In preparation for a day of Sarah-chasing at the fair -- which we predict will result in, oh, nothing of actual news value -- we offer you this a whiff of the Iowa State Fair. The new Heartland delicacy this Fried butter on a stick.
Here's what it looks like. We chased it with a Snickers bar on a stick.
Video. Wouldn't play. I don't blame it.
After I ordered, they asked if I wanted anything else. "How about a paramedic?" I snarked. ...and then a very worried looking woman stepped to the window. "Is everything OK?" she asked. "I'm a paramedic."
A kindly paramedic who sells fried butter on a stick. Only at The Iowa State Fair.
Fixer made reference earlier today to the kinda stuff him and me like to eat - pizza, Meskin, French - all rich and tasty as hell and loaded with stuff from inside a cow, but I think I can speak for him when I say that there comes a time to draw the line. Butter goes on stuff. It isn't stuff. Whaddya put on butter? Batter, then dip it in boiling fat, I guess.
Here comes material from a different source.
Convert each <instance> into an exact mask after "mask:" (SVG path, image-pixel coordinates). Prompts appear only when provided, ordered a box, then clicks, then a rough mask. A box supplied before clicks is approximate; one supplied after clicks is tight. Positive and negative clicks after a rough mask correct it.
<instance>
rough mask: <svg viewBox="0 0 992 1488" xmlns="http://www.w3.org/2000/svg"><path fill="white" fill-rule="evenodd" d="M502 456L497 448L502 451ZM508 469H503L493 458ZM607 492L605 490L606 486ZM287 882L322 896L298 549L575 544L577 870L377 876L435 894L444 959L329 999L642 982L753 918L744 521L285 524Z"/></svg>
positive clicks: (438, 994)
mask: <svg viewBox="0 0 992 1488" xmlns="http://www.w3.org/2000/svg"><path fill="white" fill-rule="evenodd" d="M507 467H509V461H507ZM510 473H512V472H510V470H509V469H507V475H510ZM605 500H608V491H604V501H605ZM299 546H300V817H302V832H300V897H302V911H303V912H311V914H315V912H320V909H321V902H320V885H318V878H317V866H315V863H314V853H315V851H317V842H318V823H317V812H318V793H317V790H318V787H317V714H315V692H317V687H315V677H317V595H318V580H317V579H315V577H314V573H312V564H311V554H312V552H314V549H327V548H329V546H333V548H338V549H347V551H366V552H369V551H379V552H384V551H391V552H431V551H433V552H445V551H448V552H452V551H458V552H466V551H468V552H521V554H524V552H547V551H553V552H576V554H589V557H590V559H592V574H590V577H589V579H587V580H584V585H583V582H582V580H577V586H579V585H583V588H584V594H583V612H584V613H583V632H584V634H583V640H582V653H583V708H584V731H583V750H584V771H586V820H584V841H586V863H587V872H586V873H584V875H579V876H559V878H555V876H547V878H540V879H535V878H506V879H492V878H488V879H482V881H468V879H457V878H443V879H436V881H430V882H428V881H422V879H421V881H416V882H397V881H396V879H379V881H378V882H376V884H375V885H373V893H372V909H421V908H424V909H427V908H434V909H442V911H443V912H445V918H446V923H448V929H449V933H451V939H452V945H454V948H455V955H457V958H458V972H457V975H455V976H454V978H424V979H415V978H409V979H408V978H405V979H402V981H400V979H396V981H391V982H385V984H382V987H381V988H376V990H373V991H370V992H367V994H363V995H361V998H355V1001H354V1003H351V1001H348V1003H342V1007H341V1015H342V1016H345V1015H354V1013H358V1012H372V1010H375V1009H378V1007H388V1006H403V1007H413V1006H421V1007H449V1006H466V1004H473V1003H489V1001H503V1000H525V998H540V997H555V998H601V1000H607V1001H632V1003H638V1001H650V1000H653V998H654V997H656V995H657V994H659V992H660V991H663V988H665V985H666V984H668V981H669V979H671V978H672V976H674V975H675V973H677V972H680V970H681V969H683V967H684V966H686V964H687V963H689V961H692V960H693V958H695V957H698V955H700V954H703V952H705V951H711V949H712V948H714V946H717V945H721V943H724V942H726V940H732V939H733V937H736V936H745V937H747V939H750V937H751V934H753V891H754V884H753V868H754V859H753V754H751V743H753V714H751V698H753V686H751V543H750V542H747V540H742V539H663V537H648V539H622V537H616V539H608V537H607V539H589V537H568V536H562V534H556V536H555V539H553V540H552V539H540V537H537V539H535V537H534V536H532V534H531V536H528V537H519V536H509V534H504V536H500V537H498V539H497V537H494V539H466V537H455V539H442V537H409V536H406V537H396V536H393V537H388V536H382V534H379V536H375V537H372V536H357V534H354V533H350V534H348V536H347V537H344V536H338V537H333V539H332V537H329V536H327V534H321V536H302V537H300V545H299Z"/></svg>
Eating a stick of butter, even, or especially, disguised by deep-frying is just plain gross on sooooooooo many levels. Yechhh.
I wish the Iowa Teavangelicals all the luck out there in the Heart Attack Belt. I hope you all connect with your death wish soon. I hope you can squeeze through them Pearly Gates.
All that said, Mrs. G said she'd try the deep-fried cheesecake. Lives on the edge, she does!